Auch Wanderungen und Touren mit dem Fahrrad sind in der Region und auf der Insel möglich, etwa auf den 43 Meter hohen "Hochwart", den höchsten Punkt der Insel. Der Hochwart bietet als Belohnung ein wunderschöne Aussicht über die Insel und den Untersee, mit dem Gnadensee im Norden, den Zellersee im Westen und den Rheinsee im Süden.

Größere Wanderungen und Tagesausflüge sind außerhalb der Insel möglich.

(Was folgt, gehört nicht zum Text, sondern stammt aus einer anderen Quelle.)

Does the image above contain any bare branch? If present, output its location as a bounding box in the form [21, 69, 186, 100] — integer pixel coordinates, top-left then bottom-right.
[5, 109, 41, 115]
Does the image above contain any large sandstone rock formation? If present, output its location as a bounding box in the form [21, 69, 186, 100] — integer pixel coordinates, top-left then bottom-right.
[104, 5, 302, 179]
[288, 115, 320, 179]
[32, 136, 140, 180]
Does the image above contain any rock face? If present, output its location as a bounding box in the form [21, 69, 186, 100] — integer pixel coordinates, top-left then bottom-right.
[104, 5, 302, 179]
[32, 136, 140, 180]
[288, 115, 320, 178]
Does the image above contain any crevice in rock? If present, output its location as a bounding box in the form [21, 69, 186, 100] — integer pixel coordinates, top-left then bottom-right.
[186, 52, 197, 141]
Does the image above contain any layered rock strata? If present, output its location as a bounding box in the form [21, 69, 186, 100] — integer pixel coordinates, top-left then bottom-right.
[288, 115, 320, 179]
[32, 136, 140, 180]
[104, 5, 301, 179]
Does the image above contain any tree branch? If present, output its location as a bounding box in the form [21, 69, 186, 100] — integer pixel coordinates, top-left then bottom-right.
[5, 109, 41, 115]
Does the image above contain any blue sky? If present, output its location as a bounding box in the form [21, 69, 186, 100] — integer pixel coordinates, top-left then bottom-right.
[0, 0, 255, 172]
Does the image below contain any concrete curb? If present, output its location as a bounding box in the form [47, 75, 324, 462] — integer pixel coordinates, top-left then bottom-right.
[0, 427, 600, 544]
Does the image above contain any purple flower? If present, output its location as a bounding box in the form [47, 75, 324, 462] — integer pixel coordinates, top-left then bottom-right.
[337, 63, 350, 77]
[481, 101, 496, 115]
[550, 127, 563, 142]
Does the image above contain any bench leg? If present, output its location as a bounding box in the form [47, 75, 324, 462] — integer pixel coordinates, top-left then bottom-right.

Ausgangspunkt dafür ist idealerweise der Ortsteil Waldsiedlung direkt am Damm, etwa in den Wollmatinger Ried, der mit 760 ha der größte Schilfwald am Bodensee ist. Allerdings kann das Naturschutzgebiet, zum Schutz der dort heimischer Tier- und Pflanzenwelt, nur mit eine Führung betreten werden. Wer an dieser Führung nicht teilhaben möchte, der findet ca. einen Kilometer entfernt auch einen Aussichtspunkt, von dem aus der Ried überblickt werden kann.

Schiffsausflüge von der Insel Reichenau aus sind ebenso möglich. Eine kleine Personenfähre verbindet die nördliche Insel mit Allensbach und die Solarfähre verkehrt im Süden zwischen Reichenau und Mannenbach.